Proprietary “Smart Search” technology enables the woman to find the fetal heartbeat quickly and accurately without any medical training.
“It’s like Waze for pregnant woman. She starts with the device on her bellybutton and we guide her step by step where to move the device. In seconds to several minutes – depending on the size and position of the baby — she’ll find the spot and then the device switches automatically from search to measurement mode.”

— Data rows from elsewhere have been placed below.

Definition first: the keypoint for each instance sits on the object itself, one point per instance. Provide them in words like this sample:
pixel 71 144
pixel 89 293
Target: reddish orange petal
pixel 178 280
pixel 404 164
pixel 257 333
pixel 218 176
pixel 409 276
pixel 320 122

The second unique aspect of HeraBEAT is an integrated optical sensor that extracts the signals from the mother’s heartbeat so that only the baby’s heartrate is measured. The third distinguisher is an app that connects the device wirelessly to a smartphone.
“In the last year we have gotten a lot of positive feedback from medical entities,” Groberman tells ISRAEL21c.
“HeraBEAT is a consumer device but we are looking to have a genuine medical impact, so we’re very happy with cooperation from the medical community. It is not easy to persuade OB/GYNs that it works and can have a positive impact but once they try it and see the benefits it’s almost an immediate click. We really foresee most of the medical community embracing the technology.”
Dr. Josef Tovbin, chief of labor and delivery at Assuta University Hospital in Ashdod, said HeraBEAT is “a first step to calming nerves when you haven’t felt the baby move in a while. I believe at-home solutions can save a lot of time and worry, and reduce the number of unnecessary hospital visits.”
The name of the company is a double play on words: herayon is “pregnancy” in Hebrew, and Hera is the Greek goddess of fertility and childbirth.
HeraBEAT is its first product but others are in the pipeline.
“Our vision is to lead a revolution in pregnancy care, offering a future of home-based, continuous and insightful monitoring, changing today’s obsolete standards to a future of better care at lower cost,” says Groberman.
One future HeraMED product now being co-developed at the Mayo Clinic is Orion, which uses artificial intelligence to analyze pregnant patients’ medical records in order to identify existing and new risk factors for possible complications before they become a problem.